Grand Staircase, Metropolitan Museum of Art, New York City

The Grand Staircase, seen from the Great Hall at the Metropolitan Museum of Art in New York, around 1902-1910. Image courtesy of the Library of Congress, Detroit Publishing Company Collection.

The scene in 2019:

These two photos show the view in the Great Hall of the Metropolitan Museum of Art, facing west from just inside the main entrance. In the center of the scene, just beyond the columns, is the Grand Staircase. Both the Great Hall and the staircase were completed in 1902, as part of an expansion that was designed by noted architect Richard Morris Hunt. Prior to this, the museum was much smaller and set back from Fifth Avenue in Central Park. However, Hunt’s addition extended the museum eastward all the way to the street, in the process creating a Beaux-Arts masterpiece that ranks among New York’s most important architectural works of the early 20th century.

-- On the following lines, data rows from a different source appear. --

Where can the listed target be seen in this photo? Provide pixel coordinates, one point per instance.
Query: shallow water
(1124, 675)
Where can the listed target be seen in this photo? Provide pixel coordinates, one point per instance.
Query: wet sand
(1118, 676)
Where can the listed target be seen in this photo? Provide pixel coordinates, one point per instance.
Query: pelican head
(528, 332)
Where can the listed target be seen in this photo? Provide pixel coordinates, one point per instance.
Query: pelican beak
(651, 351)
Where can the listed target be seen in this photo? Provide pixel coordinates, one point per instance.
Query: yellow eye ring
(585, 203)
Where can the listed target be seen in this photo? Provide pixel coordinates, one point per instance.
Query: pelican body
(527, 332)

Upon completion, the museum used the Great Hall as a sculpture gallery, with a mix of ancient and modern statues on display here. There were no statues here in the central part of the room, as shown here, but there were a few in the niches in the walls, along with others along the walls of the vestibule between the Great Hall and the Grand Staircase. Some of the identifiable works here in this scene include California (1858) by Hiram Powers, located in the niche on the left side; Aqua Viva (1884) by Frank Edwin Elwell, between the first and second columns from the left; and just to the right of it a bust of Pierre Jean de Béranger (1834) by Pierre Jean David d’Angers. There is also a statue of Napoleon between the third and fourth columns, although the artist’s name is not legible from this distance.

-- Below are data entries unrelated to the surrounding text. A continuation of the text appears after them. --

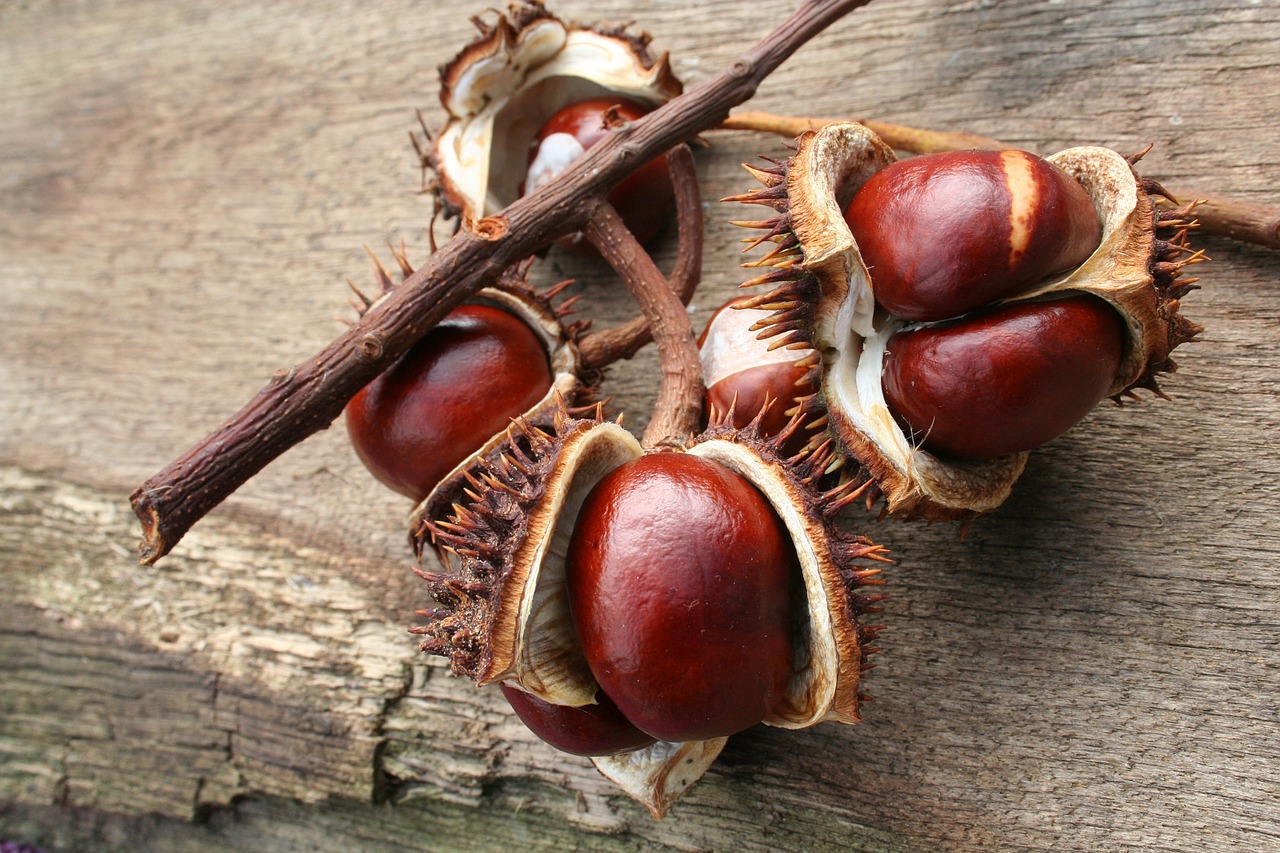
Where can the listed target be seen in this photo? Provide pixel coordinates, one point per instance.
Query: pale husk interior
(657, 775)
(533, 635)
(563, 359)
(499, 103)
(826, 655)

Today, more than a century after the first photo was taken, the statues that were once displayed here in the Great Hall have since been relocated to other parts of the museum. Even the statues in the niches are gone, having been replaced by floral arrangements. The building is now substantially larger than it was in the early 20th century, but overall the Great Hall and the Grand Staircase look much the same as they did when they were completed. Aside from the lack of statuary, the only significant difference between these two photos is the information desk, which is now situated here in the center of the Great Hall, directly in front of the main entrance.